Самое главное, мне кажется, заключалось в том, что появление уполномоченных Федерального бюро расследований департамента юстиции США заставило прежде всего подумать, как сохранить от провала моих помощников. Поэтому-то вопрос о моей личной судьбе и отодвинулся на второй план.
Меня в наручниках провели вниз, к машине, посадили позади шофера. Рядом сел один из сотрудников иммиграционной и натурализационной службы (ИНС). Впереди сел другой сотрудник – видимо, старший. У меня появилась возможность избавиться еще от одной улики. В зажиме для галстука находился кусок тонкой пленки с текстом доклада по одному важному вопросу. Когда я стал поправлять галстук, старший заметил это и выхватил у меня из рук зажим. Но, вместо того чтобы рассмотреть его в спокойной обстановке, он начал его разбирать. Когда же, наконец, ему удалось это сделать, пленка незаметно для него выпала. Он осмотрел вещь, ничего не нашел и вернул мне. Это происшествие меня развеселило, я сказал ему:
– Вы слишком подозрительны...
Меня занимал вопрос, почему не видно репортеров газет. Наверное, ФБР и ЦРУ[7] надеялись так или иначе добиться моего согласия на сотрудничество, а поэтому не предавали дело гласности...
Чиновники ИНС могли задерживать только тех людей, которые нелегально въехали в страну. С точки зрения прессы, подобные дела не вызывали интереса читателей, и репортеры не следили за работой этого учреждения. ФБР, напротив, всегда пользовалось вниманием публики, и газеты зорко следили за всеми арестами, произведенными им.
В здании ИНС меня сфотографировали анфас и в профиль, сняли отпечатки пальцев и посадили в комнату, где, по-видимому, проводились лекции...
Пока все это происходило, я еще раз проверил зажим для галстука и убедился, что ретивый служака потерял еще одну улику.
В пятом часу появились два человека. Они отрекомендовались сотрудниками ИНС и сказали, что я должен с ними ехать. Куда и почему – мне не сообщили. Опять надели наручники и вывели на улицу. Приехали на аэродром. Самолет вырулил к старту. Летели долго. Около одиннадцати вечера, после пяти часов полета, самолет сел на небольшой аэродром, заправился горючим и снова взлетел. Около четырех часов утра я заметил множество огней и понял, что это нефтевышки. Мы были в Техасе.
Мои стражи были поражены, когда я высказал предположение, что первая посадка была в штате Алабама и что мы приближаемся к югу Техаса. Мне было нетрудно определить по звездам направление полета, а зная приблизительную скорость самолета – и его продолжительность.

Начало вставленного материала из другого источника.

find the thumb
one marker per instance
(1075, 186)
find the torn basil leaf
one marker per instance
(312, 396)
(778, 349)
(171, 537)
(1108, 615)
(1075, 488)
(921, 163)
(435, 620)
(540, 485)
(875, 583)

Охранники старались быть внимательными и вежливыми. Тем не менее они не ответили на вопрос, куда и зачем мы летим, утверждая, что они ничего не знают.
Примерно в половине пятого мы приземлились на аэродроме в Браунсвиле. Там нас встретили, и на двух Машинах мы проехали по пустынным дорогам до города Макален, к лагерю ИНС. Было темно. Мне предложили лечь спать и заперли в камере.
Разбудили в десятом часу, предложили одеться и повели на допрос.
За первым допросом последовали другие. И так до тех пор, пока, наконец, по моему категорическому требованию, спустя более шести недель с момента задержания, был оформлен арест в соответствии с существующими в США процессуальными нормами. Я был переведен в нью-йоркскую тюрьму...
Отсидел я в общей сложности 4 года и 8 месяцев. Затем благодаря заботе нашего правительства мне была оказана помощь, и я вернулся домой. Находясь в тюрьме, я твердо верил в свое освобождение, и это придавало мне силы спокойно переносить тяготы тюремной жизни.
В самые трудные минуты жизни помогало мне также и то, что я умею рисовать, люблю художественную и научную литературу, увлекаюсь высшей математикой, столярным делом, играю на нескольких музыкальных инструментах. Все это давало мне возможность сравнительно легко находить способы для того, чтобы даже в американской тюрьме сохранить бодрость духа.
Мужество воспитывается изо дня в день в упорном сопротивлении трудностям.